Empieza a preocuparme este extraño interés por conocerte y saber de ti.
De buscar tus ojos para intentar descifrar lo que pasa por tu mente, y rebuscar entre tus palabras, para lograr entenderte y conocerte.
Provocas una infinidad de sentimientos en mi que no logro descifrar...
Olfateo como un perro cadauno de tus rastros, y cuando aparecen eres como una bofetada de humo que desaparece en la nada dejando un dolor amargo y vacío.

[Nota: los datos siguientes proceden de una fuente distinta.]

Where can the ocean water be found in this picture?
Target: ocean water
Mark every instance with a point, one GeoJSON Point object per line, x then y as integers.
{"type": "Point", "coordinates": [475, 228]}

Necesito verte, y a la vez desearía que desaparecieras para siempre...
Me paso el día conversando contigo en mi cabeza, soñando por las noches todo lo que me gustaría decirte, contarte y preguntarte, pero mi diálogo interior es en realidad un soliloquio absurdo que sólo existe tras mis ojos.No me preguntes por qué, pero te he cogido cariño... aunque a veces sienta que un odio o rabia infantil me invade cuando pienso en ti y en todas las cosas que no me gustan y no puedo cambiar.
Eres la sombra que me persigue a cada paso, que me nubla la vista y me hace tropezar.
Una sombra que lo invade todo...
Cada rincón, cada espacio, cada resquicio de aire e incluso cada soplo de mi corazón...
Y si me ganas el pulso, serás capaz de consumirme en tu oscuridad.